A common question that arises in statutory damages cases is whether the named plaintiff must prove some sort of injury to herself and/or members of the putative class in order to recover statutory damages. In some situations, courts have held that no proof of injury is required at all for the recovery of statutory damages. There are generally two standing questions 1) is there constitutional standing to sue; and 2) is there statutory standing under the statute on which the claims are based. One justification that plaintiffs offer for why statutory damages would be awarded without proof of injury is that is provides a means of disgorging ill-gotten gains from the defendant.

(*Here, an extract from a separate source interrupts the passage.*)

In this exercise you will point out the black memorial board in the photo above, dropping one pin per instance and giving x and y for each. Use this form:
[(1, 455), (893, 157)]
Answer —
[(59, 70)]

The panel offered some good advice for practitioners, including the following kernels of wisdom: 1) Understand that privacy cases strike a particular nerve with both consumers and courts; people don’t like the idea that their private information is being used for an improper purpose(this is an area where plaintiffs’ lawyers often don’t have much difficulty convincing plaintiffs to participate in the legal process); 2) Counsel your clients upfront on privacy issues to avoid the situation where a class action becomes an issue. 2) Keep track of what Jay Edelson is doing to make sure you are up on the latest trends.
In closing, the panel offered thoughts on the problem of statutory damages being aggregated into excessive damages amounts that a defendant is unlikely to pay in settlement and a court is unlikely to ever award. If nobody thinks that a plaintiff should get $1 billion for a mere technical statutory violation, then why not change the law to reflect what the plaintiff really be able to recover? One of the problems in this area is that the techology moves much faster than the legislative process. Congress is always passing legislation to deal with an old problem.